Stèle de Jean Chastel, par Philippe Kaeppelin , 1995, via Cartographie
Quelques semaines plus tard, en décembre 1765, une nouvelle victime est retrouvée morte, une jeune bergère de onze ans. Néanmoins, pour Louis XV , l'affaire était close. Le roi vient de perdre son fils unique, Louis, dauphin de France, et les attentats du Gévaudan sont le cadet de ses soucis. Même les journaux cessèrent de relater les attaques de la Bête du Gévaudan.
En Gévaudan, la population ne pouvait compter que sur elle-même pour chasser et finalement tuer définitivement la bête. Au cours des mois suivants, les attaques s'intensifient et ce n'est qu'au cours de l'été 1767 que Jean Chastel, un jeune fermier, délivre la population du Gévaudan de la terreur de la bête.
Le 19 juin 1767, après une nouvelle attaque de bête, plusieurs hommes, dont Jean Chastel, suivent la bête dans les bois. Jean tomba nez à nez avec l'animal, le tira et le tua. Après cette journée, plus aucune attaque de la Bête du Gévaudan n'a été signalée. L'histoire de sa mort fut racontée et magnifiée plus de cent ans plus tard par l'abbé Pourcher. Il raconta l'histoire de Jean Chastel, un homme fidèle, le seul capable de tuer un monstre maléfique.

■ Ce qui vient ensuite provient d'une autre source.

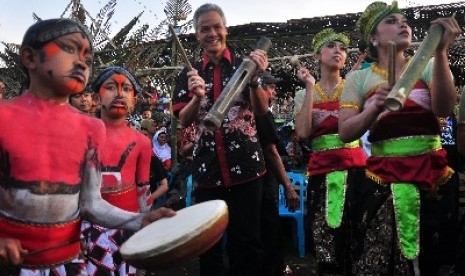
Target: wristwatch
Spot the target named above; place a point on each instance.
(258, 83)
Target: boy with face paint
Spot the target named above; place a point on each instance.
(50, 158)
(125, 168)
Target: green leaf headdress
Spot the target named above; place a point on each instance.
(372, 15)
(327, 35)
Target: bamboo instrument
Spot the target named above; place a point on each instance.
(392, 63)
(233, 88)
(183, 52)
(294, 61)
(461, 115)
(396, 98)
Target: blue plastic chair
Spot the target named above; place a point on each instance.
(299, 181)
(189, 190)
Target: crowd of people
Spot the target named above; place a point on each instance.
(81, 170)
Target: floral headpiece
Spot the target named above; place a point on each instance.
(372, 15)
(327, 35)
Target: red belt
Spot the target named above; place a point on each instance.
(62, 240)
(125, 199)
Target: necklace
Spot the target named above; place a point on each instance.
(324, 94)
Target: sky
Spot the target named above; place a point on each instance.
(17, 16)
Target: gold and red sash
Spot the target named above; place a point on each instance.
(61, 240)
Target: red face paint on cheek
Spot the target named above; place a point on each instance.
(51, 50)
(120, 80)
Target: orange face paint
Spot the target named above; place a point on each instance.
(117, 83)
(120, 80)
(51, 50)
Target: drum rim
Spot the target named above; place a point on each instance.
(176, 241)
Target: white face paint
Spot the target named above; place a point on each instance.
(38, 208)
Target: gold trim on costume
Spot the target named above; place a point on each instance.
(324, 97)
(349, 105)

Bête géante de la Recueil factice de pièces liées à la bête du Gévaudan , by Gervais-François Magné de Marolles , 1765, via the Bibliothèque nationale de France
Après la mort de la bête, un médecin fit une autopsie, et le cadavre de la bête fut amené à Paris, par temps chaud et ensoleillé. Georges-Louis Leclerc, comte de Buffon , le naturaliste et célèbre auteur du Histoire Naturelle , examina à peine le cadavre pourri de la bête. Il a finalement été enterré dans un lieu inconnu, empêchant les scientifiques et les générations futures d'étudier et de dévoiler le mystère entourant la vraie nature de la bête du Gévaudan.
Le roi n'a jamais reconnu Jean Chastel comme le tueur de la bête, mais l'histoire se souvient de lui comme le véritable héros de l'histoire. L'histoire de la Bête du Gévaudan a fasciné les gens pendant des siècles, et beaucoup d'entre eux ont proposé leurs propres théories. Certains disent que ce n'était pas une bête mais un homme, terrorisant la campagne. Cette théorie est improbable car personne qui l'avait vu de près n'a jamais signalé un homme portant une peau de loup. Sa véritable nature intrigue encore aujourd'hui les historiens et les zoologistes. Peut-être n'était-ce pas un mais plusieurs loups qui attaquaient la population.
Sur la base des rapports de l'époque et des notes très détaillées prises lors de l'autopsie de la bête, les experts ne peuvent pas connaître avec certitude la véritable nature de la bête. Était-ce un chien, un loup ou un hybride des deux ? Le mystère demeure, contribuant au mythe entourant la Bête du Gévaudan.